As they took their seats on a TransAsia Airways flight that crashed in Taipei on Wednesday, Lin Ming-wei and his young family were looking forward to a vacation.
But a noise made Lin uneasy, and shortly before takeoff, he asked cabin staff whether they could take an empty row on the rear right-hand side of the plane, which was bound for Kinmen, an island in the Taiwan Strait, local media reported.
Minutes later, Lin was fighting his way out of the plane’s wreckage and searching frantically for his toddler in the shallow, murky waters of Keelung River.
He searched for three minutes before spotting his son’s feet in the water.
“When he pulled him out, he had no heartbeat,” Lin Ming-wei’s brother, using his English name Chris Lin, told CNN. “His lips were blue. There was no sign of life in him.”
Lin Ming-wei didn’t give up, performing CPR on his son.
“He is my only child. I absolutely have to save his life — I can’t lose him,” the Liberty Times newspaper quoted him as saying.
The 2½-year-old boy made it and was in a hospital Thursday, about to be discharged from the intensive care unit as he battles pneumonia, his uncle said. Chris Lin said that his brother, Lin Ming-wei, suffered some scratches, while his sister-in-law fractured some bones and is recovering well after surgery on her left hand.
“My brother was really grateful for the rescue teams (and) the pilot,” said Chris Lin. “Because of (the pilot’s) heroic act, he was able to save a lot of people — and allow our family to survive.”
Lucky escape
Lin Ming-wei puts his family’s survival down to the last-minute decision to switch seats.
Initial reports indicated that it was the left side of the turboprop plane that was seriously damaged in the crash, Taiwan’s Central News Agency reported.
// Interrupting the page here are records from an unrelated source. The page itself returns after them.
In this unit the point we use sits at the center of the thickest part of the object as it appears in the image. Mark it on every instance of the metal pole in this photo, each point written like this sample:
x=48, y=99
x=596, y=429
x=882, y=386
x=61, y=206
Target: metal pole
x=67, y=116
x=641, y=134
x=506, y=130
The Lins were originally seated on the left.
Chris Lin said his brother told him the plane suddenly dropped after its left engine lost power. After it hit the water, Lin Ming-wei — who was strapped to his seat and upside down — unbuckled himself before helping free his wife, the brother said.
A fire department rescue worker who was one of the first on the scene said the cabin was already chest-deep in water when he entered.
“Many passengers were tangled up in their seat belts and hung upside down,” the Taipei Times quoted him as saying.
Huang Chin-shun, 72, said he helped save four lives by unclipping safety belts.
“Shortly after taking off, I felt something was not right,” he told CNN affiliate ETTV. “I thought: ‘something’s wrong with the engine,’ because I always take this flight.”
Thirteen people were saved in the initial rescue effort but progress slowed and water had completely filled the fuselage by evening, when a crane lifted it from the water.
Taxi driver: ‘A plane flew by and hit me’
The Lins were not the only ones to have a lucky escape.
As the out-of-control plane spiraled into the river on the outskirts of the island’s capital, it clipped a taxi traveling along an elevated highway.
The driver, 52-year-old Chou Hsi-tung, and his female passenger sustained only minor injuries from shattered fragments of windshield glass.
Photographs showed a yellow Volkswagen with a flattened windshield and engine hood.
After the plane hit, the taxi driver made a shocking report to dispatchers.
“I just brought a passenger up unto Huandong, and as I was getting on (the expressway), a plane flew by and hit me,” he said, according to an audio recording of the call released by taxi company Crown Taxi.
“A remote-controlled model plane?” the dispatcher asked.
“My car is completely wrecked,” Chou replied, going on to explain that it wasn’t a remote-controlled plane, but a manned plane.
“Huh?” the puzzled dispatcher responded. “Are there any casualties?”
The driver described the dire situation: “The whole thing fell into the Keelung River. My passenger can’t get out of the vehicle. My car’s wrecked.”
According to the Taipei Times, Chou’s family didn’t believe him at first when he telephoned home to say: “I’m OK. My car got into a crash. It was hit by an airplane.”